The new Panasonic PT-AE3000U is an *amazing* projector for $2500, as is the newest Epson 6500UB for about the same price. If you don't like LCD pj's, Sony's VW60 will certainly fit the bill but now we're talking $5K. Any of these, plus about a half dozen others will all be less than a Runco.


----------



## sunnyhd (Jan 11, 2008)

Zing said:


> Define "breaking the bank".
> 
> The new Panasonic PT-AE3000U is an *amazing* projector for $2500, as is the newest Epson 6500UB for about the same price. If you don't like LCD pj's, Sony's VW60 will certainly fit the bill but now we're talking $5K. Any of these, plus about a half dozen others will all be less than a Runco.


I looked into vw200 £6999 if I could get over £2000 for my VW100 
then again I am sure there are better ones for under £5000 which is what I paid for vw100 two years ago…..

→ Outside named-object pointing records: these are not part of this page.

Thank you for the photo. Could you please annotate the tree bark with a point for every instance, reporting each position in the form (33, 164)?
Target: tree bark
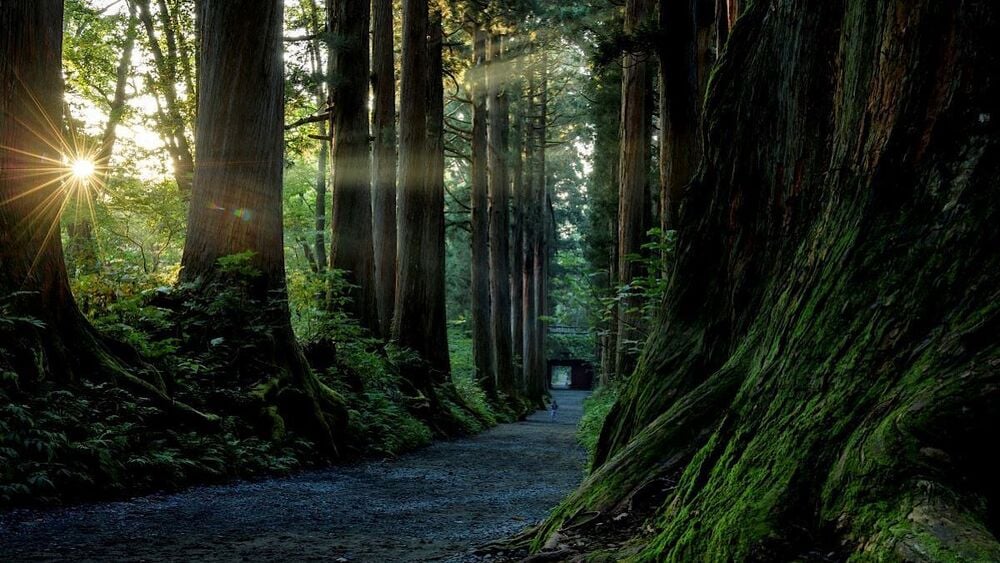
(482, 338)
(384, 159)
(634, 215)
(825, 366)
(419, 321)
(517, 249)
(236, 206)
(351, 245)
(48, 338)
(529, 315)
(499, 228)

I remember saying to the man in the shop when I brought this that.. I will be happy for next 5 years. Watching movies on this..Now here I am trying to get something different. I must be :coocoo:


----------



## rcarlton (Apr 29, 2006)

For the ultimate man cave put a stand-up urinal in the bathroom.:bigsmile:


----------



## sunnyhd (Jan 11, 2008)

rcarlton said:


> For the ultimate man cave put a stand-up urinal in the bathroom.:bigsmile:


Or I could buy one of that recliner from film Idiocracy....Where it has a Toilet built in… :rofl:


----------